By Michael E. Brooks
rice-wisdom2.jpg“You have sown much, and bring in little; you eat, but do not have enough; you drink, but you are not filled with drink; you clothe yourselves, but no one is warm; and he who earns wages, earns wages to put into a bag with holes” (Haggai 1:6 NKJV).
It is hard to describe lifestyle and cultural differences between the U.S. and Bangladesh. The people here have little or no comprehension of how people live in the U.S. We perhaps have even less idea of what it is like to be in a village of Bangladesh.
At least they see television shows and movies with the Hollywood image of our country. As inaccurate as that is, it is more than most of us have seen of Bangladesh.
An article in this morning’s Dhaka newspaper gave some interesting statistics. The article was about how to increase the production of rice, without doing environmental harm to the water table or other ecological elements.
The importance of the discussion was emphasized by pointing out that rice accounts for 93% of cereal (grain) consumption in Bangladesh. It provides 75% of the calorie intake. Fifty percent of household expenditures are used for the purchase of rice.
It is hard for the average American to comprehend how one food can be so totally necessary to an entire nation. When the price of rice goes up even a few cents (Taka) per kilogram it is devastating to most of the population. If there is a poor crop because of floods, or drought, or hail or insect depredation, all of which are common, it is a national disaster of immense magnitude.
Such crop loss does not affect only the poor, or the farmer; the entire population is dependent upon producing enough rice domestically to feed themselves. There is no money to import food. If the crop fails, people starve.
Most Americans do not recognize this degree of dependency. We live under the assumption that we will have enough of what we need, and if something happens to part of our food, or other necessities, we will adjust with something else.
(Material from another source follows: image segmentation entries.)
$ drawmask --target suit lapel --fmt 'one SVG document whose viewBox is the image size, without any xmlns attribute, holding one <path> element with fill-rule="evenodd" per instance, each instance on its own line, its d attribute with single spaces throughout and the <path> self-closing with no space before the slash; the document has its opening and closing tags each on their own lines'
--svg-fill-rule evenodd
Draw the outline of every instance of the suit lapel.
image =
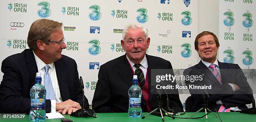
<svg viewBox="0 0 256 122">
<path fill-rule="evenodd" d="M 213 75 L 212 73 L 209 69 L 208 67 L 206 67 L 202 62 L 202 60 L 198 63 L 197 68 L 201 69 L 201 74 L 203 74 L 205 76 L 204 77 L 207 77 L 207 78 L 205 78 L 206 79 L 209 79 L 211 81 L 209 80 L 204 80 L 205 82 L 205 83 L 208 84 L 212 84 L 213 83 L 215 84 L 220 85 L 220 83 L 217 79 Z"/>
<path fill-rule="evenodd" d="M 129 87 L 132 85 L 132 81 L 133 80 L 133 72 L 131 69 L 127 59 L 126 55 L 125 54 L 121 57 L 120 63 L 118 64 L 118 74 L 125 83 Z"/>
<path fill-rule="evenodd" d="M 68 97 L 69 93 L 66 77 L 67 74 L 64 66 L 61 61 L 61 60 L 56 61 L 54 62 L 54 65 L 61 99 L 63 101 L 65 101 L 69 99 Z"/>
<path fill-rule="evenodd" d="M 28 49 L 26 53 L 25 59 L 27 62 L 27 67 L 30 74 L 30 87 L 31 88 L 35 84 L 35 78 L 36 72 L 38 72 L 37 65 L 36 62 L 35 56 L 32 49 Z"/>
<path fill-rule="evenodd" d="M 151 94 L 151 70 L 152 69 L 159 69 L 159 66 L 157 65 L 158 61 L 152 60 L 150 56 L 146 54 L 146 57 L 148 61 L 148 92 L 149 93 L 149 100 L 151 100 L 153 96 L 156 95 Z"/>
</svg>

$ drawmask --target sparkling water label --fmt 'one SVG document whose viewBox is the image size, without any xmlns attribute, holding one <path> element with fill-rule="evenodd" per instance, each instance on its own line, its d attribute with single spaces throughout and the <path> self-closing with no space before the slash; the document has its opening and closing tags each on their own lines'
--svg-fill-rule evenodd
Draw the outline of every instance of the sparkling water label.
<svg viewBox="0 0 256 122">
<path fill-rule="evenodd" d="M 31 110 L 44 110 L 45 99 L 31 99 Z"/>
<path fill-rule="evenodd" d="M 129 98 L 129 103 L 130 103 L 130 107 L 140 107 L 141 98 Z"/>
</svg>

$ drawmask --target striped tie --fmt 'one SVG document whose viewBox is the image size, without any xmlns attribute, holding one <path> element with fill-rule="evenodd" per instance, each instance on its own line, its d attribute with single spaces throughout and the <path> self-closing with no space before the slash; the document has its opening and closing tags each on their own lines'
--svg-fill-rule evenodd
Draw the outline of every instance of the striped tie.
<svg viewBox="0 0 256 122">
<path fill-rule="evenodd" d="M 221 81 L 221 77 L 220 76 L 220 75 L 219 74 L 219 73 L 216 69 L 216 66 L 217 65 L 216 65 L 216 64 L 212 64 L 209 67 L 212 69 L 211 71 L 212 72 L 212 74 L 217 79 L 217 80 L 218 80 L 218 81 L 219 81 L 219 83 L 220 83 L 220 85 L 222 85 L 223 83 L 222 81 Z"/>
<path fill-rule="evenodd" d="M 134 66 L 136 67 L 136 69 L 135 69 L 135 74 L 138 76 L 138 80 L 140 86 L 141 86 L 141 88 L 142 89 L 143 89 L 146 82 L 145 81 L 145 77 L 144 77 L 143 71 L 142 71 L 141 69 L 140 68 L 140 66 L 141 66 L 141 64 L 134 64 Z"/>
<path fill-rule="evenodd" d="M 51 77 L 49 74 L 49 65 L 46 65 L 44 66 L 44 87 L 46 90 L 46 99 L 51 100 L 56 100 L 55 94 L 54 91 L 53 87 L 51 80 Z"/>
</svg>

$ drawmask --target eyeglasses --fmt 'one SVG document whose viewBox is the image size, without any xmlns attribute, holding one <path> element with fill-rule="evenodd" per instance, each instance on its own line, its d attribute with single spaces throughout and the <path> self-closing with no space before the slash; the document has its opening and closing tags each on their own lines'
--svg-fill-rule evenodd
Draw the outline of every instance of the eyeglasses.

Much of the world does not have that capacity.
The fact is that we are all dependent — we just don’t always know it. No human is self-sufficient. We need help with our food, our shelter, our clothing, and all other aspects of our lives.
Far more importantly, we need help with relationships, emotions, and intellectual and spiritual matters. Most of all we need help with our eternal destiny. “O wretched man that I am! Who will deliver me from this body of death? I thank God – through Jesus Christ our Lord!” (Romans 7:24-25).